Let’s review some common roofing materials available here by comparing advantages, disadvantages, cost and lifespan.
Galvanized metal, also known simply as “zinc,” is the cheapest roofing option. Simplicity and affordability find it widely used in Tico housing, as well as other budget-conscious construction projects. Being lightweight, long-lasting and paintable in any color makes zinc a solid, albeit plain, roofing option. The downside is the sound of rain simulates living under a waterfall — it’s really that loud. Unless this material is painted every couple of years, rust will limit its usable life to a decade or less. A zinc roof gets very hot, so use thermal insulation to keep the home’s interior cooler.
Plastic tile — “teja plástica” in Spanish — is a roofing material I avoid due to the degradation caused by prolonged UV exposure. This limits the lifespan to between 10 and 15 years. Builders who do use plastic tile are strongly advised to install sheet metal roofing underneath, as UV damage causes the plastic to crack and leak over time. (Given this extra metal installation cost, it makes more sense to simply install a more UV-resistant metal roof shaped like clay.) Plastic tile has the advantage of dampening rain noise, but to a lesser extent than clay tile. Unless composed of recycled materials, which is seldom the case, plastic is not a “green” roofing option.
“Tile-style” metal, also known as “zinc teja,” is a fairly common roofing material on newer homes. It’s more affordable than clay tile and has an attractive appearance. The “baked-on” paint is durable and comes in various sizes and colors, including red, green and orange. Life expectancy is more than 20 years if the roof is properly maintained.
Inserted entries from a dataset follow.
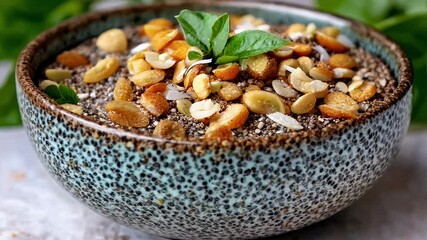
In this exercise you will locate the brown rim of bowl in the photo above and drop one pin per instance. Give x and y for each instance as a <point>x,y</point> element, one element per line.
<point>24,73</point>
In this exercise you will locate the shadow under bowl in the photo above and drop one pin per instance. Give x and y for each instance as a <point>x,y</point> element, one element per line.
<point>248,188</point>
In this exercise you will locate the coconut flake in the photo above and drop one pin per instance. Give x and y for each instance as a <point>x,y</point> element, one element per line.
<point>141,47</point>
<point>285,120</point>
<point>324,55</point>
<point>204,109</point>
<point>345,40</point>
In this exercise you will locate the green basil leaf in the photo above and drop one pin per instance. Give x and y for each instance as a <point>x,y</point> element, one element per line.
<point>193,55</point>
<point>197,28</point>
<point>53,92</point>
<point>68,95</point>
<point>226,59</point>
<point>251,43</point>
<point>220,31</point>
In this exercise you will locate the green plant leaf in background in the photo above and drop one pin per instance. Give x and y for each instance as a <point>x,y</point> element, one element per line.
<point>403,21</point>
<point>20,22</point>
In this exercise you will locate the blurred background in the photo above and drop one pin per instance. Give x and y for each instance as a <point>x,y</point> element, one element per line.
<point>21,20</point>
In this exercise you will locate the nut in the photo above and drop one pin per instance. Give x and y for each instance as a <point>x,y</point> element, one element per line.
<point>262,67</point>
<point>283,89</point>
<point>155,103</point>
<point>304,104</point>
<point>227,71</point>
<point>158,88</point>
<point>363,92</point>
<point>234,116</point>
<point>178,49</point>
<point>72,59</point>
<point>229,91</point>
<point>305,63</point>
<point>343,73</point>
<point>252,88</point>
<point>163,38</point>
<point>178,74</point>
<point>183,106</point>
<point>58,75</point>
<point>126,114</point>
<point>113,40</point>
<point>46,83</point>
<point>170,130</point>
<point>204,109</point>
<point>138,66</point>
<point>159,61</point>
<point>218,132</point>
<point>196,70</point>
<point>322,74</point>
<point>330,43</point>
<point>300,49</point>
<point>342,60</point>
<point>154,26</point>
<point>339,105</point>
<point>201,86</point>
<point>301,82</point>
<point>123,90</point>
<point>73,108</point>
<point>330,31</point>
<point>263,102</point>
<point>283,52</point>
<point>102,70</point>
<point>295,28</point>
<point>148,78</point>
<point>355,83</point>
<point>342,87</point>
<point>285,64</point>
<point>188,62</point>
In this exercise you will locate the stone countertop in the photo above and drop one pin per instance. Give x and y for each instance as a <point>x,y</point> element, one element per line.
<point>34,207</point>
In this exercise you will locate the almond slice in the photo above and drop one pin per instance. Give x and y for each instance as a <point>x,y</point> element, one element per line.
<point>283,89</point>
<point>227,72</point>
<point>204,109</point>
<point>285,120</point>
<point>304,104</point>
<point>234,116</point>
<point>201,86</point>
<point>113,40</point>
<point>102,70</point>
<point>126,114</point>
<point>218,132</point>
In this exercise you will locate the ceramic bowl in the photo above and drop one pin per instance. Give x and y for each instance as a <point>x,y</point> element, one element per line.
<point>247,188</point>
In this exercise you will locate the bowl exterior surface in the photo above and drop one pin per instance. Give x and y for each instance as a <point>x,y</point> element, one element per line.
<point>211,194</point>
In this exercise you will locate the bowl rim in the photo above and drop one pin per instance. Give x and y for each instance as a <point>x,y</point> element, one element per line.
<point>25,81</point>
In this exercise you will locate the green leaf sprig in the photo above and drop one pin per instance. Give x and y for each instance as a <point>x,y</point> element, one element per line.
<point>210,34</point>
<point>62,94</point>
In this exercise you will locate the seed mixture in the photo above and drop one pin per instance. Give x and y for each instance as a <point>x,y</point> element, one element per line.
<point>147,79</point>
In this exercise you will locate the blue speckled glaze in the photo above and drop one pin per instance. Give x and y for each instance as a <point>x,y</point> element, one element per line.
<point>218,194</point>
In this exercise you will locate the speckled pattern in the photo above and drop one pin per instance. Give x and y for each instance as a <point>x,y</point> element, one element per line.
<point>195,190</point>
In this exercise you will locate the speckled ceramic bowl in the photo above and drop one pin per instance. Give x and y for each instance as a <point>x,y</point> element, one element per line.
<point>248,188</point>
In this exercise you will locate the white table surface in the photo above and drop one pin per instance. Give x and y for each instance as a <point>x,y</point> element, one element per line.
<point>34,207</point>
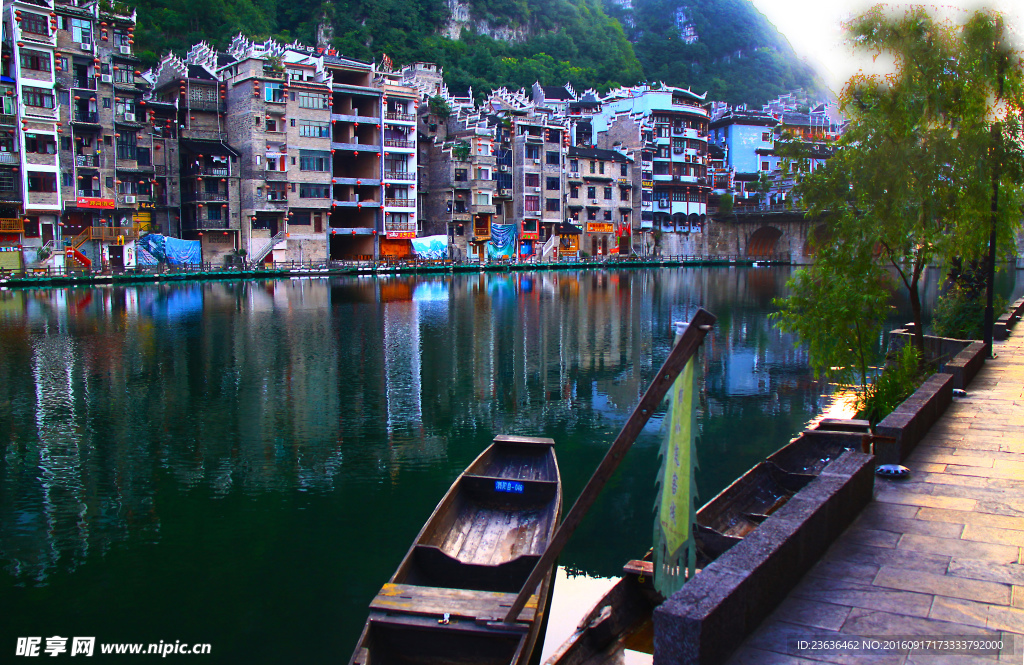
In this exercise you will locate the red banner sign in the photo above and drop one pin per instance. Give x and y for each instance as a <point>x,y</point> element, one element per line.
<point>88,202</point>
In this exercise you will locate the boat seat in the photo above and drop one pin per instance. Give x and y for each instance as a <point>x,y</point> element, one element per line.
<point>508,492</point>
<point>435,601</point>
<point>440,570</point>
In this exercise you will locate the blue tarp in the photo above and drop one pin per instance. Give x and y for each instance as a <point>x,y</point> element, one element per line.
<point>502,243</point>
<point>155,248</point>
<point>431,247</point>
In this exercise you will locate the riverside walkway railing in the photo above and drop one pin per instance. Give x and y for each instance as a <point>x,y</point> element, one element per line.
<point>75,274</point>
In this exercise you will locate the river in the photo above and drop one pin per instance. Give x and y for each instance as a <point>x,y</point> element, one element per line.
<point>245,463</point>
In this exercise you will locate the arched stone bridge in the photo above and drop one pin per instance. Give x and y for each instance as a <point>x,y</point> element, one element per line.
<point>783,235</point>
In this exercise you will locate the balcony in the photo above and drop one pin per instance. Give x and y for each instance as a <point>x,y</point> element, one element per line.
<point>90,117</point>
<point>204,196</point>
<point>211,171</point>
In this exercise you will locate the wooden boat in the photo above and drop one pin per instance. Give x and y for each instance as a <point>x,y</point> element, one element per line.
<point>448,600</point>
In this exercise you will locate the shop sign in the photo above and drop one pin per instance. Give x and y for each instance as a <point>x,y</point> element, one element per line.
<point>89,202</point>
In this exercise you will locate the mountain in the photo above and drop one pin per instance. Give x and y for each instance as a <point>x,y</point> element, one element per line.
<point>726,47</point>
<point>723,46</point>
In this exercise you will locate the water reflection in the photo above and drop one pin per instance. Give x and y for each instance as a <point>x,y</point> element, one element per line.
<point>231,430</point>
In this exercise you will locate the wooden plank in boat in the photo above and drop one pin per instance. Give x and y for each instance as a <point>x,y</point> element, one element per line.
<point>470,604</point>
<point>526,441</point>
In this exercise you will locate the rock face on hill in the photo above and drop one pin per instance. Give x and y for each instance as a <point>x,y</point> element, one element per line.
<point>725,47</point>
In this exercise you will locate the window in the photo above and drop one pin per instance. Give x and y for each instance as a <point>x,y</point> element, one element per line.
<point>37,97</point>
<point>126,144</point>
<point>314,191</point>
<point>314,160</point>
<point>81,31</point>
<point>36,60</point>
<point>313,129</point>
<point>273,92</point>
<point>276,192</point>
<point>40,181</point>
<point>312,100</point>
<point>35,24</point>
<point>40,143</point>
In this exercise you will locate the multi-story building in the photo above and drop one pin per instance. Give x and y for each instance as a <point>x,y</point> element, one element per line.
<point>283,135</point>
<point>600,196</point>
<point>30,176</point>
<point>355,160</point>
<point>208,165</point>
<point>668,128</point>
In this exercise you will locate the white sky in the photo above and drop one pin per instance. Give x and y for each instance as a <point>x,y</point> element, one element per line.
<point>813,27</point>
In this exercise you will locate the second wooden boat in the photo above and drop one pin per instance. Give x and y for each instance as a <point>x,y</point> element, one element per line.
<point>446,601</point>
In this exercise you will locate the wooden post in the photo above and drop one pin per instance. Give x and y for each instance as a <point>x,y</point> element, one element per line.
<point>678,357</point>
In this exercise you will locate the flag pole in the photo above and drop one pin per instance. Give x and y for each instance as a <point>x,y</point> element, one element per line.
<point>680,354</point>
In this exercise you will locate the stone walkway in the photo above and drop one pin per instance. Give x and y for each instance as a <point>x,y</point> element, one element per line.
<point>939,554</point>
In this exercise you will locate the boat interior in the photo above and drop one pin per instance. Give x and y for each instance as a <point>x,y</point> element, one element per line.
<point>493,527</point>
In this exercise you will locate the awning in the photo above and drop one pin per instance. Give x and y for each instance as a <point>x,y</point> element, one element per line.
<point>199,147</point>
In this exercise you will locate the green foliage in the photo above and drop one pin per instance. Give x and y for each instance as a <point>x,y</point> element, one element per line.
<point>960,313</point>
<point>890,388</point>
<point>739,56</point>
<point>838,313</point>
<point>725,204</point>
<point>439,107</point>
<point>911,177</point>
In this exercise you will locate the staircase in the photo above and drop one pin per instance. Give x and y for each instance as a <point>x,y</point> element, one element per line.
<point>549,247</point>
<point>273,242</point>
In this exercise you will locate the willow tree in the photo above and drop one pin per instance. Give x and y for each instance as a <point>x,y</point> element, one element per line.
<point>912,176</point>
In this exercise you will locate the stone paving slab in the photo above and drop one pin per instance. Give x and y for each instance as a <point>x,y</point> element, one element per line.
<point>941,553</point>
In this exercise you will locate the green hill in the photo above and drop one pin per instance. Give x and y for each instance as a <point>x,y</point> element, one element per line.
<point>550,41</point>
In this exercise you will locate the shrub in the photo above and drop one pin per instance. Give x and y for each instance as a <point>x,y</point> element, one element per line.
<point>896,382</point>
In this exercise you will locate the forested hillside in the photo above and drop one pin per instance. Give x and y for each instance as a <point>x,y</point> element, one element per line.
<point>738,56</point>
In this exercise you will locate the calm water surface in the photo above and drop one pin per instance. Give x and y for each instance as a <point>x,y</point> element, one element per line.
<point>245,463</point>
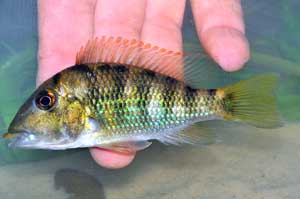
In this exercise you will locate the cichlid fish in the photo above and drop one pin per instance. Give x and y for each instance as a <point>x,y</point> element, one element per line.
<point>110,100</point>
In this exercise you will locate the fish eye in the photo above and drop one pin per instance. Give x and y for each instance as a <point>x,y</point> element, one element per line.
<point>45,100</point>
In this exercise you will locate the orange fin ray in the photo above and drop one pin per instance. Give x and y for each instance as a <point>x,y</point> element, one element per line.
<point>117,50</point>
<point>131,52</point>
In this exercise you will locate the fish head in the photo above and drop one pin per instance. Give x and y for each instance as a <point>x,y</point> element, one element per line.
<point>51,118</point>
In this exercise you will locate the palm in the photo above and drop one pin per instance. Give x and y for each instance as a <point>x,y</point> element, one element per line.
<point>66,25</point>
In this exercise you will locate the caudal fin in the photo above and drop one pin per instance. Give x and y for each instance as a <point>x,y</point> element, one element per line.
<point>253,101</point>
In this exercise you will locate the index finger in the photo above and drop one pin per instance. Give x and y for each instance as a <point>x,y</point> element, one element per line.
<point>221,29</point>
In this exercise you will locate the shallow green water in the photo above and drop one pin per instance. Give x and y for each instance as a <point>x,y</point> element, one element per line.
<point>248,163</point>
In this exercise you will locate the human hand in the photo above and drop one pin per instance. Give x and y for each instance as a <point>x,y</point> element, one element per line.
<point>65,25</point>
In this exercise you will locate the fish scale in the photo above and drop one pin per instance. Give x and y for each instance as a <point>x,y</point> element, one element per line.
<point>122,93</point>
<point>130,100</point>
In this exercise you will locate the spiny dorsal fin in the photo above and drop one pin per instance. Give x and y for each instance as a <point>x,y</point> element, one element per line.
<point>195,69</point>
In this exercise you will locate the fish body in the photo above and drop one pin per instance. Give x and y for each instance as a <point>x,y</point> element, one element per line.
<point>123,106</point>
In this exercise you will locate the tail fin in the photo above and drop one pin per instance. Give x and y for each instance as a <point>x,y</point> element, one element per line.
<point>253,101</point>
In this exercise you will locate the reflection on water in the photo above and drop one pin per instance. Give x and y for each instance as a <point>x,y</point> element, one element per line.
<point>247,163</point>
<point>78,184</point>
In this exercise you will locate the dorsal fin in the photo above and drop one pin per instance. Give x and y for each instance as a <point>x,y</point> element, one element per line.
<point>137,53</point>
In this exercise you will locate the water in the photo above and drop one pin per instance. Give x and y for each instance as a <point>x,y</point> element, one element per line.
<point>248,163</point>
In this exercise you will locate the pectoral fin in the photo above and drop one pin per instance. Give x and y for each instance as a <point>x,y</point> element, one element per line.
<point>127,147</point>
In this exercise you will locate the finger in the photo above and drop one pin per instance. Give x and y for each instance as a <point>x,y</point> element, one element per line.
<point>125,19</point>
<point>119,18</point>
<point>111,159</point>
<point>63,27</point>
<point>162,25</point>
<point>221,30</point>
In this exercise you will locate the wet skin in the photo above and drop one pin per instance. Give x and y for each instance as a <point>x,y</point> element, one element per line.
<point>219,25</point>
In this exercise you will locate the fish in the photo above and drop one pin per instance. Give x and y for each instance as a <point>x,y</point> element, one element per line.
<point>118,97</point>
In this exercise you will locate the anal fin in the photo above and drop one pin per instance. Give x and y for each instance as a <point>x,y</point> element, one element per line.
<point>197,133</point>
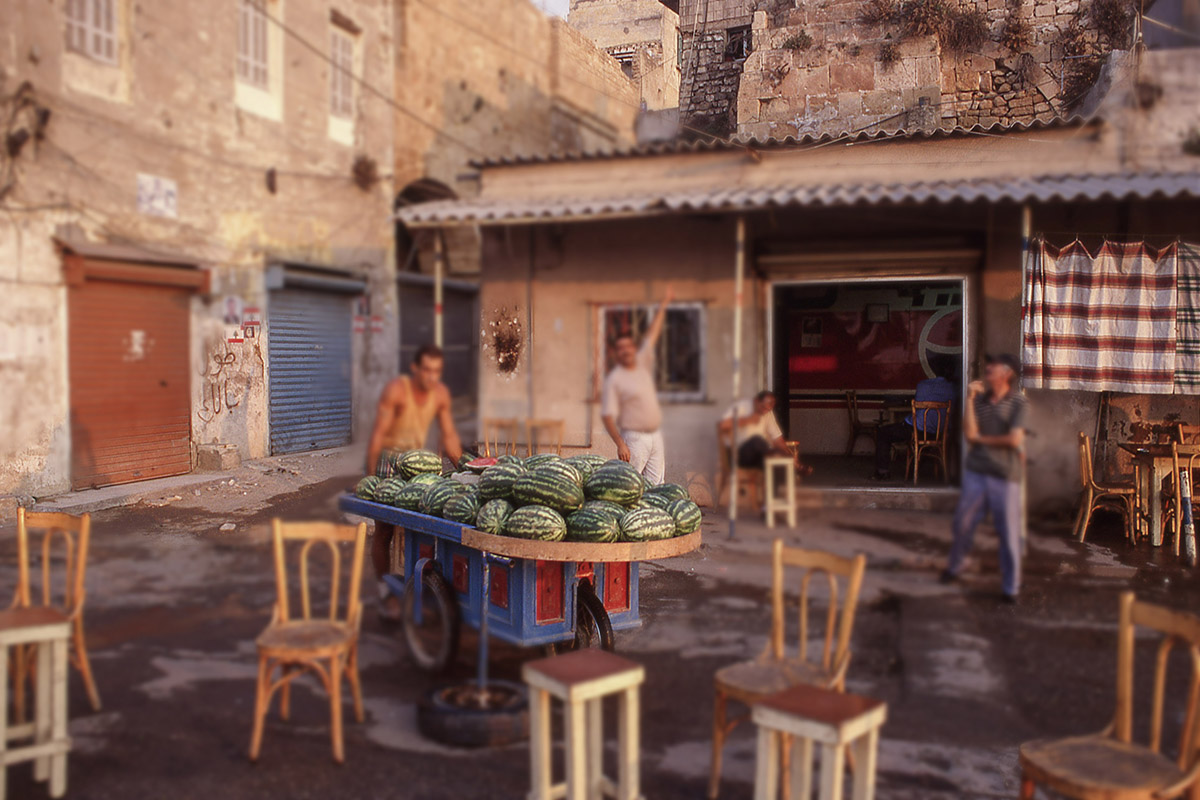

Thermal insulation is recommended because the metal and dark colors make the roof burning hot when it’s sunny.
Clay tile, or “teja de barro,” is the most widely used material on American-style homes built here. Entire neighborhoods and gated communities incorporate Mediterranean, Spanish and colonial-style architecture with this type of roofing material. On the plus side, the insulating properties keep homes cooler and the rain noise down. Deterrents to using clay tile include its heavy weight, requiring a bigger and stronger roofing structure. And again, UV deterioration limits the lifespan and adds to the expense. Metal roofing must be used under the clay tiles because they start to break down and become brittle after about 10 to 15 years. This also limits one’s ability to walk on the roof.
Pre-painted sheet metal roofing is similar to zinc, but normally has square channels instead of round, lending a different look and feel. This material comes in various colors, including gray, white, red, green and orange. It can even be ordered in exact lengths so there is no need to cut and join the laminates. Make sure to install thermal insulation below the metal sheets, which get very hot.
DECRA “stone-coated steel” is the roofing material I would recommend above all others. The cost of this new type of interlocking metal laminate is not much higher than the other pricier options (asphalt shingles and clay tile). The builder’s bonus is spending less on the roof structure itself. DECRA’s lightweight composition means money can be saved on beam and rafter construction. It’s also guaranteed for 50 plus years. DECRA comes in a dozen different colors and a variety of styles including shingle, slate, tile and shake. If you are looking for the best roof on the market in Costa Rica right now, this is it by far.
Asphalt shingles, a major roofing product in the United States and Canada, is also available in Costa Rica. Its use here is relatively limited, normally on Balinese/Hawaiian/tropical-style homes. Green, gray, black, blue and brown round out the color selection. The light weight of asphalt shingles is a big advantage in saving money on the roof structure. Downsides include the UV factor; shingles become brittle over time and eventually decompose. Also, the OSB (oriented strand board) installed underneath asphalt shingles is prone to mold and termite damage unless top-quality, specially treated laminates are used. The lifespan of asphalt shingle roofing is about 20 years.